Он снял со стены керосиновую лампу и, держа перед собой, пошел вперед тем особым, невесомым шагом, который бывает у тучных длинноногих людей – когда походка не гремит, а наоборот, приобретает некоторую воздухоплавательность. Черные полы рясы свивались, развевались и хлопали при каждом шаге. Он плыл, как черный дирижабль в непроглядной тьме штрека, теряясь в ней почти – только керосинка освещала по контуру верхнюю часть тела: ореольчик спутанных волос вокруг головы, засаленный ворот, покатые тяжелые плечи, складки рукавов.
На стенах штрека высвечивалась иногда под лампой то надпись, то цифра, то стрелка: «склеп № 1», «обход», «тупик», «Грот Белого Спелеолога», «Шахта Черного Монаха», «не влезай – убьет», «Волчья Яма», «Завтрак туриста», «склеп № 2», «библиотека»…
Мне было страшно идти молча и я заговорила:
– А как же светляки, батюшка?
– Не добивают светляки отсюда, нет связи. Мы тут невидимы для этих их бесовских машинок. А то понатыкали по всей небесной тверди… гляделок-перделок… Тьфу. Наблюдают они! Ишь, наблюдатели. И над вами наблюдатель имеется! Он вам понаблюдает, бляди.
Я на миг притихла от такой крамолы и лютости. И одновременно почувствовала трепет небывалой свободы.
– А настоятель с пономарем?
– А что им сделается? Та лествичка ведет под основной алтарь. Выйдут сразу в храме. А там уж наша братия… Церковь-то двухпрестольная, ага? Вот ведь для чего пригодилось, мог ли кто подумать… Тьфу ты, Господи прости! До чего дошли, а? Бегаем, как воры на вокзале… Как землеройки по норам прячемся…
Он остановился, достал из-за пазухи флягу и, отвинчивая крышку, слезливо произнес:
– Стыд-то какой. Грех! Ох-хо-хо, горе, горе…
Приложился, завинтил, обратно спрятал, чинно огладил бороду с усами. Затем оглянулся на меня и удивился – словно забыл обо мне, пока сам с собой вздыхал и горевал.
– Тьфу ты! Еще тебя вот навязали на мою голову. Тебе-то тут чего?
– Надо, – сказала я.
– Вот же бабья дурь! И что, не страшно тут тебе?
– Страшно.
Он одобрительно рассмеялся.
– То-то же. Ну, пойдем, уже недалеко.
И снова зашелестел, поплыл вперед. Мне на сердце чуть полегчало.
– Батюшка!
– Угу?
– А почему, когда написано «тупик» или «обход», мы все равно идем прямо? И под знаком «не влезай убьет» пролазим?
– Следы запутываем. Конспирация!
– А!
– Бэ! Ничего не знает – а туда же, в иконописцы лезет! Ты хоть рисовать умеешь?

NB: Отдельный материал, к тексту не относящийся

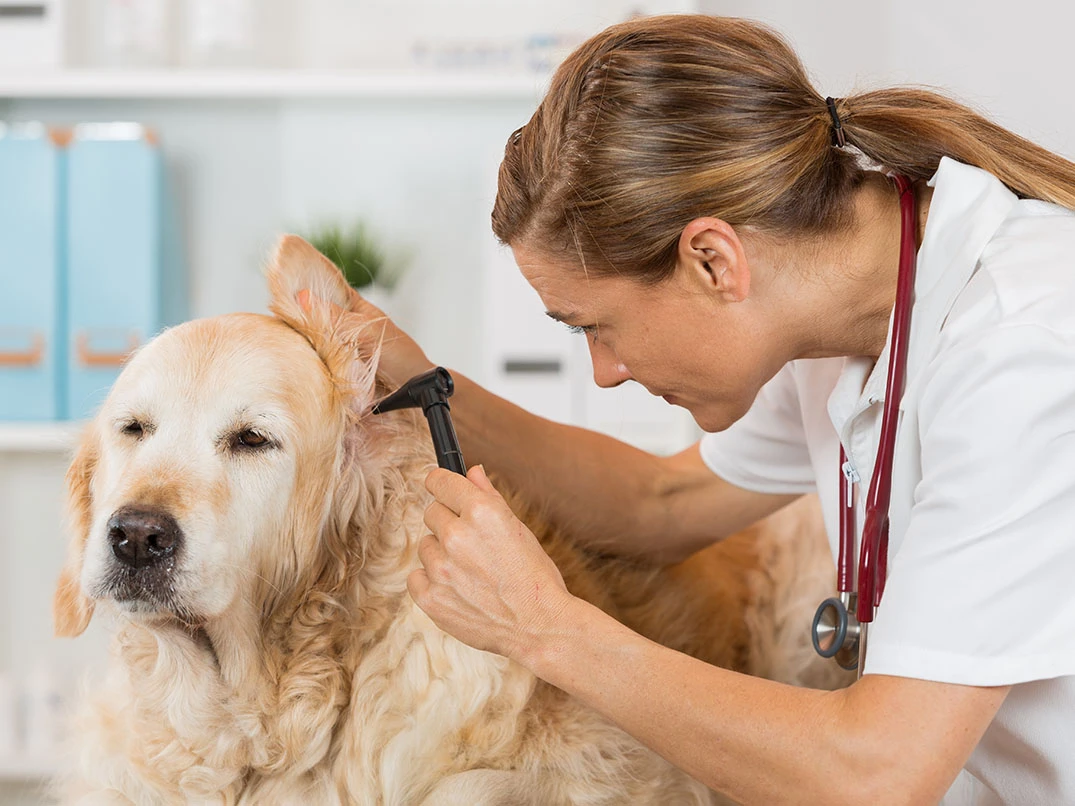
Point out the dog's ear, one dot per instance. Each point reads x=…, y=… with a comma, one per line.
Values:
x=72, y=608
x=297, y=267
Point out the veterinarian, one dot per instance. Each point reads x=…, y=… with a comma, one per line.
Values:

– Мастерица хвалила, – сказала я.
– Мастерица!.. Эта курица с вареной лапой? Да она сама не может ровно линию провести. А уж какой-нибудь овал! Тюк-тюк-тюк! – он брезгливо прочертил в воздухе лампой. – Я же помню, мы вместе выпускались… Бездарность, ничтожество. Что она смыслит! И все они такие… Деткам преподают! Деткам, господи прости! Не всех тупых война убила… Значит, умеешь?
– Да вы же сами меня и утверждали.
– Я?! Когда это? Кто тебе сказал такое?
– Два года назад, еще до запрета. Настоятель сказал.
– Врет! Не помню такого! – замахал свободной рукой отец Григорий. – Разве что спьяну.
– Я умею рисовать, – упрямо сказала я.
– А вот сейчас и поглядим.
Он вдруг юрко завернул куда-то, я за ним – и мы оказались в высоком светлом гроте.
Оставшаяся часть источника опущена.